Es wirkt wie ein Zusammenbruch in Raten: Jetzt verlassen Uhren-Weltmarken gleich gruppenweise die "Baselworld". Das Basler Messeunternehmen zittert: Es steht in der grössten Krise seiner Geschichte.
Basel, 14. April 2020

Die "Baselworld", die einst führende Weltmesse für Uhren und Schmuck, muss eine weitere Schock-Nachricht hinnehmen: Nachdem schon früher die Swatch-Gruppe ihre Präsenz am Flaggschiff der MCH Group aufgekündigt hatte, geben jetzt auch weitere Top-Marken wie Rolex, Patek Philippe, Chanel, Chopard und Tudor ihren Ausstieg aus der "Baselworld" bekannt, wie sie gemeinsam mitteilen.

Uhren-Giganten beklagen Vertrauensverlust

Die dissidenten Unternehmen wollen im Genfer "Palexpo" einen neuen Uhrensalon lancieren.
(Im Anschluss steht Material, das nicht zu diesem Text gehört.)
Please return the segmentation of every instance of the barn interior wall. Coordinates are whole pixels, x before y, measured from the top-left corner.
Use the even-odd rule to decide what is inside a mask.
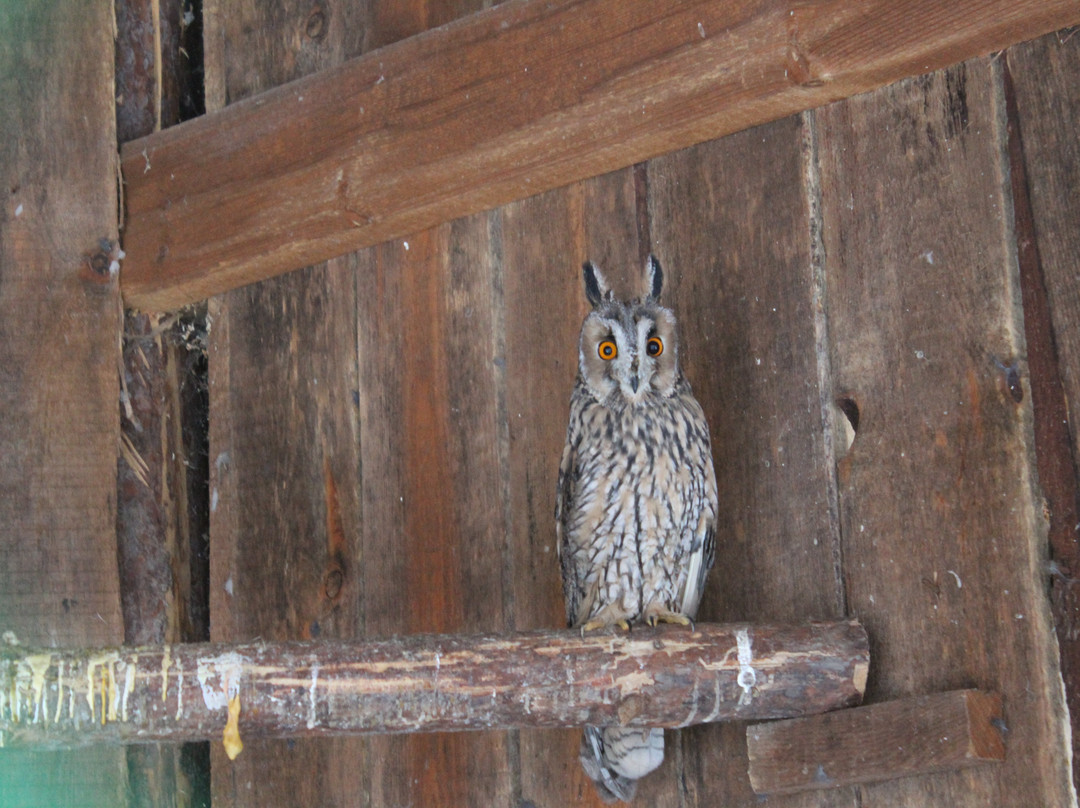
[[[487,4],[205,0],[206,106]],[[768,803],[1075,803],[1062,682],[1069,698],[1080,692],[1075,536],[1063,519],[1076,512],[1080,464],[1067,409],[1080,400],[1078,78],[1080,38],[1052,35],[212,299],[211,637],[561,625],[552,511],[586,306],[579,268],[595,260],[617,289],[635,292],[653,253],[721,490],[700,617],[854,616],[872,636],[869,700],[969,686],[1005,696],[1000,767]],[[23,160],[3,152],[0,164],[24,172]],[[93,193],[109,181],[100,172]],[[26,243],[19,226],[0,219],[0,244]],[[0,254],[5,352],[26,346],[4,328],[29,317],[28,284],[5,283],[25,255]],[[107,298],[65,288],[65,306],[119,310],[114,287]],[[41,355],[58,362],[53,353]],[[12,355],[9,367],[30,366]],[[116,414],[112,371],[98,371],[102,389],[68,391],[59,407],[96,440],[85,463],[104,456],[114,469],[118,435],[71,415],[79,396]],[[28,401],[3,405],[5,447],[23,445],[15,435],[28,426],[42,432],[42,408]],[[1048,436],[1063,417],[1065,431]],[[64,469],[89,468],[54,466],[35,467],[50,490]],[[16,472],[0,463],[5,491]],[[116,489],[106,494],[87,495],[102,524],[80,534],[86,547],[114,546],[112,506],[100,509]],[[22,580],[11,558],[32,561],[18,549],[27,530],[2,523],[0,616],[29,619],[29,595],[11,594]],[[65,571],[35,603],[105,592],[111,611],[98,614],[114,638],[119,590],[131,584],[110,575]],[[93,621],[79,625],[72,642],[102,639]],[[671,733],[638,804],[757,805],[743,731]],[[576,730],[253,740],[235,762],[214,744],[211,792],[215,805],[598,805],[578,740]],[[46,769],[67,766],[37,768],[56,779]],[[152,783],[180,768],[117,759],[95,771],[126,790],[110,804],[191,804],[131,785],[132,772]],[[0,757],[0,784],[11,771]]]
Gemeinsam veranstaltet mit der "Fondation de la Haute Horlogerie" soll die Messe Anfang April 2021 stattfinden – und damit zeitgleich mit dem Genfer Uhrensalon "Watches & Wonders". Die Abkehr von der Basler Uhrenmesse sei die Folge "mehrerer nicht abgesprochener und einseitiger Entscheide", die die Direktion des Basler Messebetreibers MCH Group gefällt habe, wie die "Handelszeitung" berichtet.

"Wir haben seit 1939 an der 'Baselworld' mitgemacht", zitiert die Zeitung Jean-Frédéric Dufour, den Generaldirektor von Rolex sowie Chef von Tudor. Leider habe es "Entwicklungen dieser Veranstaltung und Entscheide der MCH Group" gegeben, dass "wir uns zum Rückzug entschlossen haben". Patek-Philippe-Präsident Thierry Stern beklagte einen "Vertrauensverlust".

MCH Group "überrascht" und "bedauert"

"Mit grosser Überraschung und ebenso grossem Bedauern" nimmt die MCH Group die "Absage wichtiger Aussteller" an der "Baselworld" zur Kenntnis. Der neue Termin für die notwendige Verschiebung der Baselworld 2020 sei "gemeinsam mit führenden Ausstellern definiert" worden. Ziel sei es gewesen, "den frühest- und bestmöglichen Termin für die Industrie nach den Covid-19 bedingten Massnahmen zu finden".

Die sich jetzt abwendenden Unternehmen – "inklusive Rolex", wie MCH betont – hätten sich "für die Verschiebung in den Januar 2021 ausgesprochen". Sie seien zudem im Ausstellerkomitee vertreten, in dem die künftige Vision der "Baselworld" mehrmals diskutiert worden und auf positive Resonanz gestossen seien.

Verschwörung der edlen Welt-Marken

Die Absicht einer Abwanderung nach Genf sei auch "in unzähligen Einzelgesprächen" nie erwähnt worden. Die MCH Group müsse daraus schliessen, "dass die entsprechenden Pläne seit längerer Zeit vorbereitet worden sind und die Diskussionen über die finanzielle Regelung der Absage der 'Baselworld' 2020 nun als Argument vorgeschoben werden". Im Klartext heisst das: Eine Verschwörung der edlen Welt-Marken gegen den Basler Veranstalter, der sich rundum verschaukelt fühlt.
 
Aufgrund der positiven und unterstützenden Feedbacks der Ausstellerschaft – insbesondere auch der kleineren und mittleren Aussteller aus der Uhren-,  Schmuck-, Edelstein- und Zulieferer-Industrien – entschied die MCH Group im vergangenen Jahr, "substantielle Beträge in die Weiterentwicklung der 'Baselworld' und in den Aufbau zusätzlicher, digitaler Plattformen zu investieren". Dies, obwohl die "Baselworld" seit 2019 Verluste schreibt, die sich durch die Verschiebung aufgrund von Covid-19 noch vergrössert hätten.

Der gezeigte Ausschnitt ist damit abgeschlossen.